Great question. In my opinion, one of the most effective ways might be under the umbrella of the Beauty, Goodness, Truth trio. These terms are broad enough to encompass all religions/traditions, races, genders, political persuasions; they can be applied in both personal and transpersonal ways; they speak to values and morals/ethics; and they have manifestations in the exteriors. Taken in whole, they cover all quadrants. While they have roots in some spiritual texts, they’re more elaborated in philosophy (which lessens the “woo-woo” or fluff factor), and of course, through the Integral lens. I imagine you’re quite aware of them, given your study of philosophy and integral, but if you want to refresh your knowledge and stoke your imagination, here’s an Integral Life resource: https://integrallife.com/good-true-beautiful.

Marianne Williamson seems to be addressing interiors through use of the Great Chain of Being (matter, body, mind, soul, spirit), and also drawing on her work with the Course in Miracles, and differentiating some of the teachings of the C in M from mainstream Christian religion. She has a healing/therapeutic orientation as part of her politics, so she emphasizes love and forgiveness, particularly as antidotes to fear, per C in M teachings. She is identifying the spiritual principles as well as the values behind her policies, one example being reparations for African- and Native Americans whom she (and NY Times columnist David Brooks (https://www.nytimes.com/2019/03/07/opinion/case-for-reparations.html) see as having suffered moral injury.

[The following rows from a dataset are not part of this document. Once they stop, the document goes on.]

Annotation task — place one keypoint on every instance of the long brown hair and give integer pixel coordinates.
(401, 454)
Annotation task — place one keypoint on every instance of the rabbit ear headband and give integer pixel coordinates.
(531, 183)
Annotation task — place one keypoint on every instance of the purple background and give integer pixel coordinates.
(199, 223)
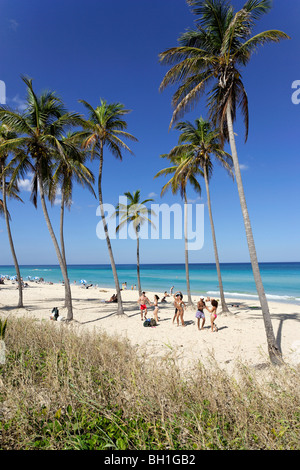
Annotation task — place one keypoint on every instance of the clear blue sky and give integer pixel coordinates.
(109, 49)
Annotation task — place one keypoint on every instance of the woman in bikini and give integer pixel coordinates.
(155, 313)
(213, 314)
(142, 302)
(200, 313)
(179, 305)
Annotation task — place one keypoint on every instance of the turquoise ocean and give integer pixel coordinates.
(281, 280)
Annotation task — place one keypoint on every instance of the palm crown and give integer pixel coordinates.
(210, 57)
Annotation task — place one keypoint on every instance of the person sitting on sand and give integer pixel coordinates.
(213, 314)
(113, 298)
(200, 313)
(142, 302)
(179, 308)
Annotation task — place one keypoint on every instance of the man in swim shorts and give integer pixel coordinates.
(142, 302)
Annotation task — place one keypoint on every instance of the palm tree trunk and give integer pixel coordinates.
(62, 241)
(138, 263)
(12, 248)
(68, 296)
(190, 302)
(274, 351)
(112, 261)
(223, 303)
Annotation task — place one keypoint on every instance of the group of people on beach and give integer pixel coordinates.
(179, 309)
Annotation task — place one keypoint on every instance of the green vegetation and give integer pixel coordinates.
(62, 390)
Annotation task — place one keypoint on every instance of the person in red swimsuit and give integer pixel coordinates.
(142, 302)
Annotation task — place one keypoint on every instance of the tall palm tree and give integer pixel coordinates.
(5, 134)
(137, 213)
(183, 171)
(105, 126)
(68, 169)
(200, 142)
(38, 140)
(209, 58)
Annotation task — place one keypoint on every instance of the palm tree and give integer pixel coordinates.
(200, 142)
(67, 170)
(183, 171)
(134, 212)
(6, 134)
(105, 127)
(210, 58)
(39, 131)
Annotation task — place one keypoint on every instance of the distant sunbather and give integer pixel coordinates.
(113, 298)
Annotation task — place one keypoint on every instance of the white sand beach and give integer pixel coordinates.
(240, 336)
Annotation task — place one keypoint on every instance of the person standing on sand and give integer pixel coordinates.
(179, 305)
(142, 303)
(200, 313)
(155, 313)
(213, 314)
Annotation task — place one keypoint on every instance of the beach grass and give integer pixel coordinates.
(61, 390)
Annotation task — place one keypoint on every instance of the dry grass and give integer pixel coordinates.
(61, 390)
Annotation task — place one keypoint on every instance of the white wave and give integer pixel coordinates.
(255, 297)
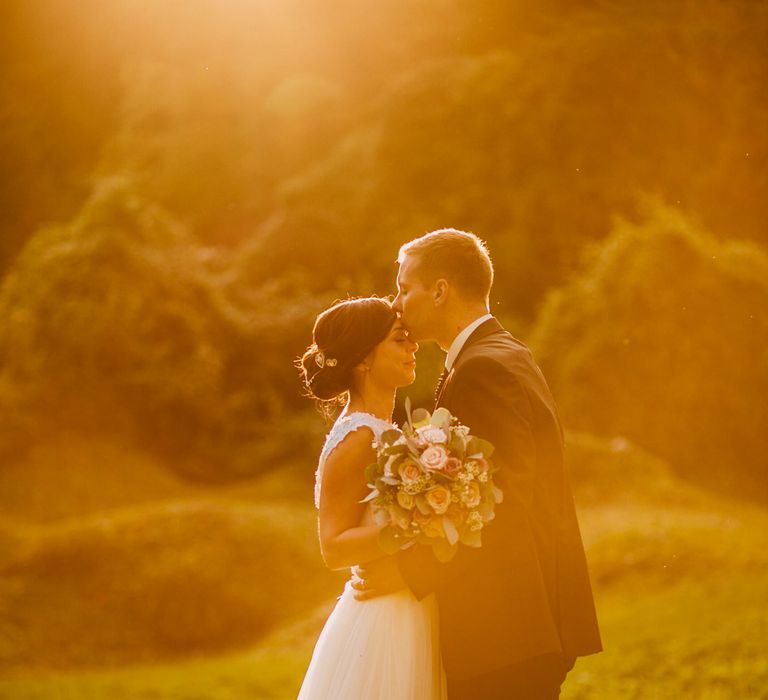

And yet, having said all that, I did notice in her conversation with Yang that she herself was noting that “establishment” politicians also use ‘love-language,’ and it seemed she was/is still searching for how to best express her views and vantage points in ways that have depth and uniqueness, in order to differentiate herself from that love-language pack.

I have no problem with Marianne Williamson’s language or approach, but I imagine plenty of others might gyrate hearing God and soul talk. I think the beauty-goodness-truth approach might speak to a wider swath of the population. It’s pertinent to people at any stage of development. It doesn’t favor any particular religion/spiritual tradition, and yet, can be applied to them all, including one’s own

And when is the last time in the dirty world of politics you heard use of the word ‘beauty’ when speaking of values, morals and such? I think in the right hands, it would be a powerful frame, while forwarding the integral message.